Recommendations for women going to high altitude are currently based more on basic physiological considerations or basic precautions than on controlled studies (Sandoval et al., 1997; Jean et al., 2005; Keyes, 2015; Jean, 2017). What is clearly shown from this study is that, in large cohort of women going to high altitude, no adverse effect on physiological adjustments to hypoxic exercise or altitude tolerance can be attributed to contraceptives or menopause hormonal treatment. Although it should be confirmed in large controlled epidemiological studies, women may take a small advantage of exercising at high altitude during their luteal phase, all other risk factors of sAMS being equal. The cycle phase is not probably a prominent factor, but it could help, knowing that progressive acclimatization is still the main advice to give to trekkers to avoid severe forms of AMS.

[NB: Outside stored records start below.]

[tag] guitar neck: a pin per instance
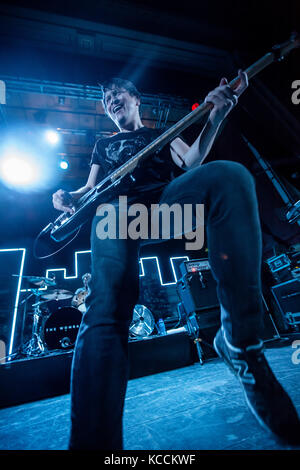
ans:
(277, 52)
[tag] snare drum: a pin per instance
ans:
(61, 328)
(78, 300)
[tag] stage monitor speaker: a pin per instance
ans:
(287, 298)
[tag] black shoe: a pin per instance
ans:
(265, 397)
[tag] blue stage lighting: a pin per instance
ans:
(52, 136)
(64, 165)
(19, 169)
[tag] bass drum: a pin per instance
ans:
(61, 328)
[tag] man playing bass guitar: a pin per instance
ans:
(174, 175)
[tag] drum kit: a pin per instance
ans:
(58, 330)
(53, 330)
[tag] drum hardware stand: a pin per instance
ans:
(292, 209)
(277, 335)
(36, 345)
(194, 332)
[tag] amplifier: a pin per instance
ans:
(287, 298)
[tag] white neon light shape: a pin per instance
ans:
(15, 311)
(158, 268)
(155, 258)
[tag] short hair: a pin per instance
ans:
(116, 82)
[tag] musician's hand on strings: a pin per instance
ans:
(224, 98)
(63, 201)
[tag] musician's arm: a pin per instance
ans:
(91, 183)
(64, 201)
(223, 100)
(188, 157)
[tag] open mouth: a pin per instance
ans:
(117, 108)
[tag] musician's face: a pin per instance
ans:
(121, 107)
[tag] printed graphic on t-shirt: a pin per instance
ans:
(120, 151)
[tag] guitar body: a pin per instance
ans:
(66, 224)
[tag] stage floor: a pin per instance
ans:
(191, 408)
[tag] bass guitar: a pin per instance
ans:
(66, 224)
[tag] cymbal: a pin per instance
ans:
(38, 280)
(58, 294)
(142, 321)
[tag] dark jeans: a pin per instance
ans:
(100, 364)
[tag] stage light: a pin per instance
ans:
(17, 169)
(52, 136)
(64, 165)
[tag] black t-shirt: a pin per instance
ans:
(154, 172)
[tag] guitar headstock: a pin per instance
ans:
(281, 50)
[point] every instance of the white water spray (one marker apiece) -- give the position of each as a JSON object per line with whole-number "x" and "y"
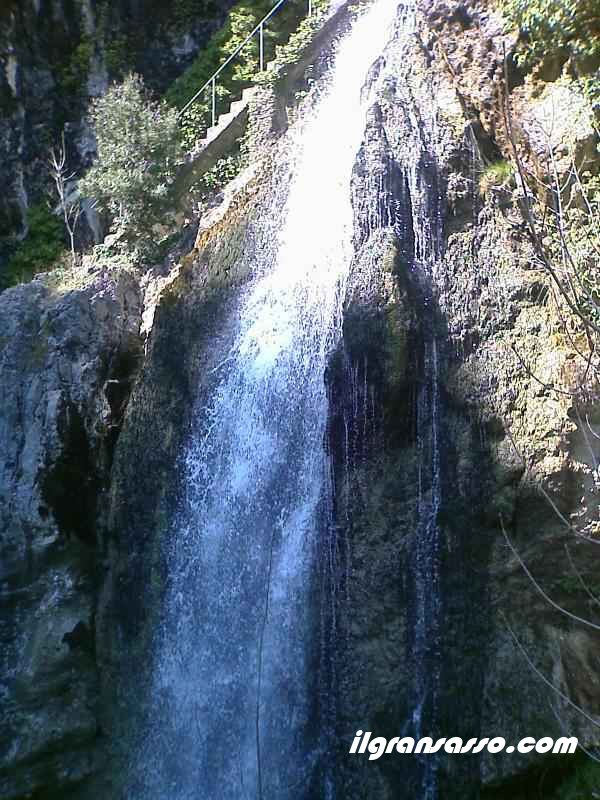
{"x": 234, "y": 687}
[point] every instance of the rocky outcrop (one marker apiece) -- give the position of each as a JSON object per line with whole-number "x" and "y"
{"x": 67, "y": 356}
{"x": 57, "y": 56}
{"x": 446, "y": 313}
{"x": 512, "y": 451}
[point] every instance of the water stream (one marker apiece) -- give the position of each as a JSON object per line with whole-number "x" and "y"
{"x": 234, "y": 669}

The fact that, in opposition to what others and ourselves have found in previous studies, the incidence of sAMS was not lower in the group taking ACZ is not so surprising. In fact, this study did not include a controlled double-blind study of the effect of ACZ on AMS. People were free to take any medication, especially ACZ, which is widely used as a preventive drug for AMS. Therefore, subjects at higher risk of sAMS (too rapid ascent, history of sAMS, low HVRe, and so on) will take ACZ and avoid sAMS, thus leveling down the incidence of sAMS in the high risk group. Finally, we observe what we would expect, as an MD: with good advice and prevention by ACZ, subjects with a potential higher risk show no major incidence of sAMS than the others, so that the incidence is the same in subjects taking or not taking ACZ.
Conclusions
Ventilatory response to hypoxic exercise depends on the ovarian cycle phase: SaO2e and HVRe are maximal during the early luteal/midluteal phase. Women taking oral contraception more frequently took aspirin than the other groups. Oral contraception, menopause, and hormonal treatment had no influence on responses to hypoxic exercise and tolerance to high altitude. HVRe in women depends on both the aging process and hormonal changes. HCRe decreases with aging, independent of hormonal status. SHAI score is confirmed as a good predictor of sAMS.
Footnotes
Author Disclosure Statement
No competing financial interests exist.
Funding Information
No funding was received for this article.